The Canadian Religious Conference (CRC), which numbers 22,000 Canadian men and women religious, has sent a document to the Canadian bishops prior to their visit to the Vatican.
"We regret that our Church often re-states dogmas and traditional morals as a priority of life, rather than listening to people who are earching for meaning in their lives", it declares. We deplore the "legalist image of the Catholic Church and of our Canadian Church, its rigidity and its intransigent position in matters of sexual morality; its narrowmindedness with regard to access to the sacraments of remarried divorcees; its lack of compassion towards them ; and its coolness towards homosexuals" as well as, in matters of ethics and bioethics, the presentation of an ideal which leaves little leeway for development and progress, and its defense of principles which, in their radical character, do not concur with human experience (divorce, contraception, protection against AIDS, alleviation of sufferings at the end of life)".
The have asked the bishops to consider "the ordination of married men, of women, of ‘elders’ in the communities of the First Nations (natives present in Canada when the Europeans arrived).
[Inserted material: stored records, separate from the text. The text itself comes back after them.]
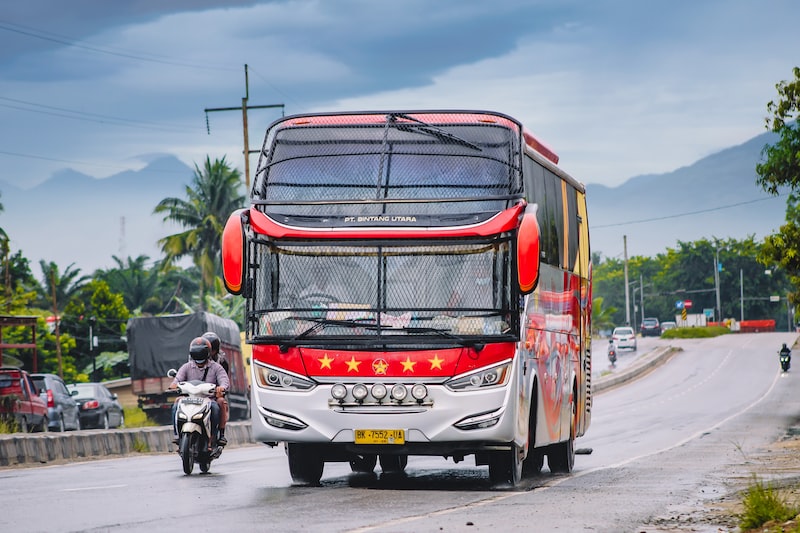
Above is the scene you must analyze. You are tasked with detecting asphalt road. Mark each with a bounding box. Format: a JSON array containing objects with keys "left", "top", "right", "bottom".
[{"left": 1, "top": 332, "right": 797, "bottom": 532}]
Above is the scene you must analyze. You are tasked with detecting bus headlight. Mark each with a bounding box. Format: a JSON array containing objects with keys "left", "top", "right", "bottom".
[
  {"left": 254, "top": 363, "right": 316, "bottom": 391},
  {"left": 445, "top": 360, "right": 512, "bottom": 391}
]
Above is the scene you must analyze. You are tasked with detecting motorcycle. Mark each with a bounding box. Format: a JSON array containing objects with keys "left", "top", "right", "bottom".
[
  {"left": 607, "top": 340, "right": 617, "bottom": 367},
  {"left": 168, "top": 369, "right": 223, "bottom": 475},
  {"left": 780, "top": 349, "right": 791, "bottom": 372}
]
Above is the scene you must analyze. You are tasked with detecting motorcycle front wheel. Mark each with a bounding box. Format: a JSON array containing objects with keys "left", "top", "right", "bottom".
[{"left": 180, "top": 433, "right": 195, "bottom": 475}]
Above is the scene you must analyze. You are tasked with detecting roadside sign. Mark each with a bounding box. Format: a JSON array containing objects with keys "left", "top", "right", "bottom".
[
  {"left": 681, "top": 308, "right": 687, "bottom": 320},
  {"left": 770, "top": 295, "right": 781, "bottom": 302},
  {"left": 676, "top": 301, "right": 684, "bottom": 309},
  {"left": 703, "top": 308, "right": 714, "bottom": 318},
  {"left": 684, "top": 300, "right": 693, "bottom": 309}
]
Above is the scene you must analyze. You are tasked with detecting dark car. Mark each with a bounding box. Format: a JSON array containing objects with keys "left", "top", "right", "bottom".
[
  {"left": 640, "top": 317, "right": 661, "bottom": 337},
  {"left": 31, "top": 373, "right": 81, "bottom": 432},
  {"left": 68, "top": 383, "right": 125, "bottom": 429}
]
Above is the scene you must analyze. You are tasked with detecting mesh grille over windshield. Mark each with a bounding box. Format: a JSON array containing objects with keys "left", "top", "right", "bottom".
[{"left": 251, "top": 111, "right": 524, "bottom": 220}]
Alain Ambeault, president of the Religious Conference, added that the members of the Religious Conference had participated in a poll prior to the writing of the document. "So, we are firmly convinced", he wrote to the members, "that this message reflects the thinking of the superiors of Canadian religious communities and also that of the majority of Canadian men and women religious.
Cardinal Marc Ouellet, primate of Canada, declared in the March 29 issue of La Gazette, that he would transmit the message and concerns of the Religious Conference to the Vatican, and confirmed that the Canadian Church would never deviate from Catholic teaching.